Opérette en trois actes et quatre tableaux, 1923 de Reynaldo Hahn
Livret de Robert de Flers et Francis de Croisset.
Direction d’orchestre : Laurence Equilbey
Mise en scène : Michel Fau
Orchestre symphonique de l’Opéra de Toulon
Ciboulette, Julie Fuchs
Duparquet, Jean-François Lapointe
Antonin, Julien Behr
Zénobie, Eva Ganizate
Roger, Ronan Debois
Madame Pingret, Bernadette Lafont
La Comtesse de Castiglione, Michel Fau
Destinées à opposer aux comédies musicales américaines la saveur de l’opérette parisienne, Ciboulette est la première partition légère qu’écrivit Reynaldo Hahn. On y suit les tribulations de la jolie maraîchère Ciboulette, décidée à se forger un destin brillant sans sacrifier ses sentiments. Sa quête du bonheur l’amène à croiser toute une galerie de personnages typiques du Paris de la Belle Époque, des plus modestes aux plus distingués. Ciboulette fut créée aux Variétés par Edmée Favart et Jean Périer, deux artistes formés à l’Opéra Comique.
Notre avis : L’intrigue, issue des efforts conjugués de Robert de Flers et Francis de Croisset, tient sur un timbre poste… Dans le Paris de 1867 la bourgeoisie s’encanaille aux Halles. Les demi mondaines font courir les godelureaux, à l’instar du benêt Antonin de Mourmelon que Zénobie mène par le bout du nez. Lorsqu’il découvre qu’elle le trompe avec le nouveau capitaine des hussards, il la livre à son rival, elle et les factures de ses dépenses somptuaires. Cet univers grisouille (et un peu long, au regard de ce qui suivra), choix de mise en scène oblige, se colore et s’avive dès que la ravissante Ciboulette, maraîchère peu farouche, déboule, sa carriole remplie de choux. Va-t-elle, malgré ses huit prétendants, tomber amoureuse d’Antonin ? Nous n’aurons point l’outrecuidance de le dévoiler ici. Un seul indice : Ciboulette délaissera les champs pour le chant puisque, sous le gracieux nom de Conchita Ciboulero, elle enchantera le tout Paris de ces airs à consonances plus ou moins espagnoles, le tout sous l’égide de sa « nouvelle » mère, la poissonnière Mme Pingret.
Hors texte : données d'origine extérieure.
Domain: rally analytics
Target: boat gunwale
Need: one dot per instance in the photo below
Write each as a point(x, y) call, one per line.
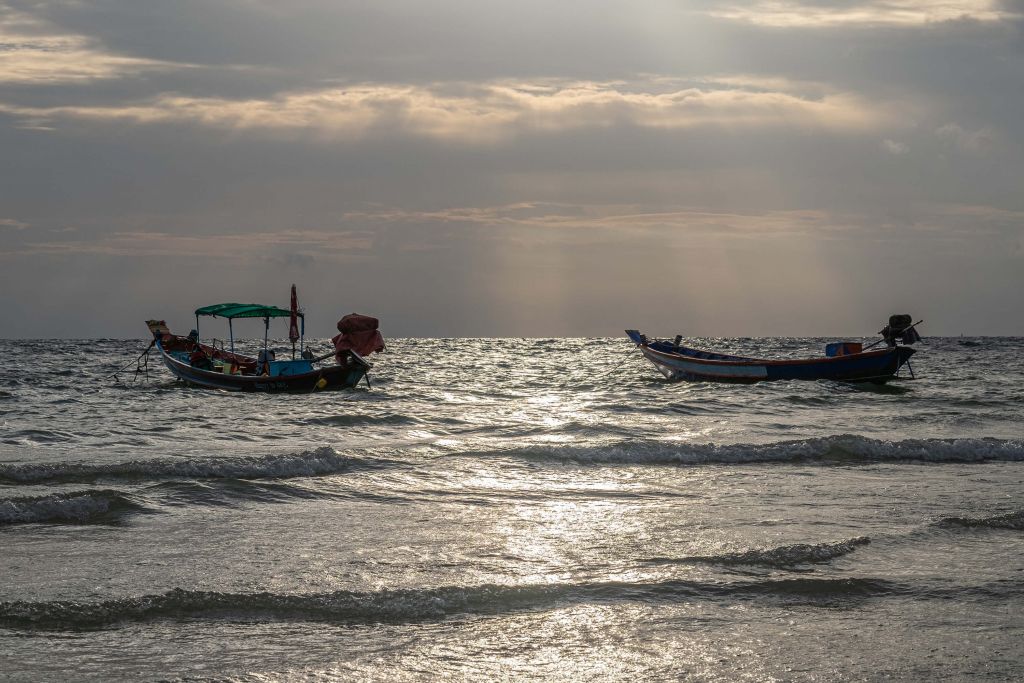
point(249, 379)
point(759, 361)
Ciboule/Ciboulette – opéra/opérette… Parce que cette opérette amusante, rythmée a été mise en scène avec malice par Michel Fau, qui s’octroie le rôle de la comtesse de Castiglione, aïeule au caractère bien trempé de l’héroïne de son Récital emphatique. Les décorateurs misent sur des agrandissements photographiques saisissants, restituant un Paris et une campagne fin 19ème fantasmés, en noir et blanc. Les notes de couleur qu’apportent les irrésistibles costumes de David Belugou acidulent, si besoin était, la partition alerte dirigée d’une main de maître par Laurence Equilbey. Les musiciens de Toulon ne déméritent pas durant les deux heures vingt de spectacle. La distribution est au diapason : les artistes ont franchement l’air de s’amuser sur scène. Que ce soit Julie Fuchs dans le rôle titre ou Julien Behr qui campe un Antonin plus bêta que nature, ces très bons chanteurs se lâchent pour donner tout son piquant à la farce. Jean-François Lapointe tire parfaitement son épingle du jeu dans le rôle du mentor Duparquet, le contrôleur des Halles qui, au milieu de cet univers loufoque, sait émouvoir la salle en évoquant un amour défunt. Mais, une fois encore, l’ensemble de la distribution est à saluer. Jusqu’à Bernadette Laffont, idéale en poissonnière-voyante non chantante. En prime le public est invité à interpréter deux airs. Pour cela rendez-vous à 19h afin d’être coaché vocalement par Christophe Grapperon (un habitué de la troupe des Brigands, bonne référence s’il en est !). Effet garanti. En un mot : une réussite.